Recently, I received a letter from a teacher who, she wrote, has been reading Ragweed and Poppy to her second graders for fifteen years. Now she writes:
“This year a wonderful thing happened as I was very close to the end of Ragweed. One of my second-grade students came to school extremely excited to show me the book she found at the library. It was Ragweed & Poppy. I bought the book that same night and read it. I loved every minute of it and knew my students would feel the same way. So, this year, for the first time, I am reading Ragweed & Poppy to my class and it is such a joy. The other day as I was reading about the first interaction that Ragweed has with Lotar, my entire class was cracking up. I wished that you could hear them. I wanted so badly for you to be able to see and hear these children falling in love with a new character and soaking up every word that you have written.”
Unlike adult readers who read adult books, I don’t think young readers are very interested in the writer. Oh, yes, when given the opportunity, they ask questions: “Do you have children?” “Do you have pets?” “How long does it take you to write a book?” “How old are you?”
What they truly engage with are the stories and characters, and they do so completely and with great joy.
There is a story about Maurice Sendak I’ve always liked: A parent wrote to him that her son truly loved one of his picture books. In response, Sendak drew a picture and sent it to him. The parent wrote back that her child so loved his picture that he ate it. Quite right.

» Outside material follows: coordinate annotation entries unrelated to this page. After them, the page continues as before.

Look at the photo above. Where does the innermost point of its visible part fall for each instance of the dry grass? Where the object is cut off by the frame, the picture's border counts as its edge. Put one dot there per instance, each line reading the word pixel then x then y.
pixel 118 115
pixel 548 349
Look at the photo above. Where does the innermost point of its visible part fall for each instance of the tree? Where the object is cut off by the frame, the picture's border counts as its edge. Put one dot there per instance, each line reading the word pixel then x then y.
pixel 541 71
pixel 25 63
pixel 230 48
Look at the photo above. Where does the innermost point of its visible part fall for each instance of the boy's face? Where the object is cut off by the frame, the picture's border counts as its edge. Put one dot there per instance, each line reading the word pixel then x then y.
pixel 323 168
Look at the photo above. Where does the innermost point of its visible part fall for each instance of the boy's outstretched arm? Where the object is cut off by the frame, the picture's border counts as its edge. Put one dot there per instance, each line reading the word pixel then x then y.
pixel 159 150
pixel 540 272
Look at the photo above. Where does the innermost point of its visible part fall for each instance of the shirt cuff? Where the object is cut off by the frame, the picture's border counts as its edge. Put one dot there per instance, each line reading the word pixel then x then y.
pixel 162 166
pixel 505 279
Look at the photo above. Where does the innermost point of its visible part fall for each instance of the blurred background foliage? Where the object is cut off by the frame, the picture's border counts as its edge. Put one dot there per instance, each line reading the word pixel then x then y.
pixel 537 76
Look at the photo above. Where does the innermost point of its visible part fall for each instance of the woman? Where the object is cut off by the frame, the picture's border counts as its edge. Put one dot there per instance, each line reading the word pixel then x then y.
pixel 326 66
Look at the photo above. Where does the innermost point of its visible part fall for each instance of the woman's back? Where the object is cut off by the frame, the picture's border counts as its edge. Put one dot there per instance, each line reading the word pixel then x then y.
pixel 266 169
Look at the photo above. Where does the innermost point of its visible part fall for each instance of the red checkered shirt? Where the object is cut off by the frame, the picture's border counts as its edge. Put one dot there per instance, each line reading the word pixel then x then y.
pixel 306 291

2 thoughts on “The Best Readers”
I beg to differ that children r not much interested in the authors! For 30 years as s as public school librarian I brought authors & illustrators to my schools to meet students. Once that author or illustrator had visited their books were never on the shelves & literally the kids would fight over who got one of those books next. I saw over & over what an impact those authors & illustrators made on those kids—making school memories!
I may be in the minority, but as a child (and as an adult) I wanted–badly–to know about the author. I wanted to know when they were born, if they had kids, where they lived, and anything else that popped to mind. When publishers began to include bios at the end of the book or on the back cover, I was over the moon excited to have those little blurbs of info.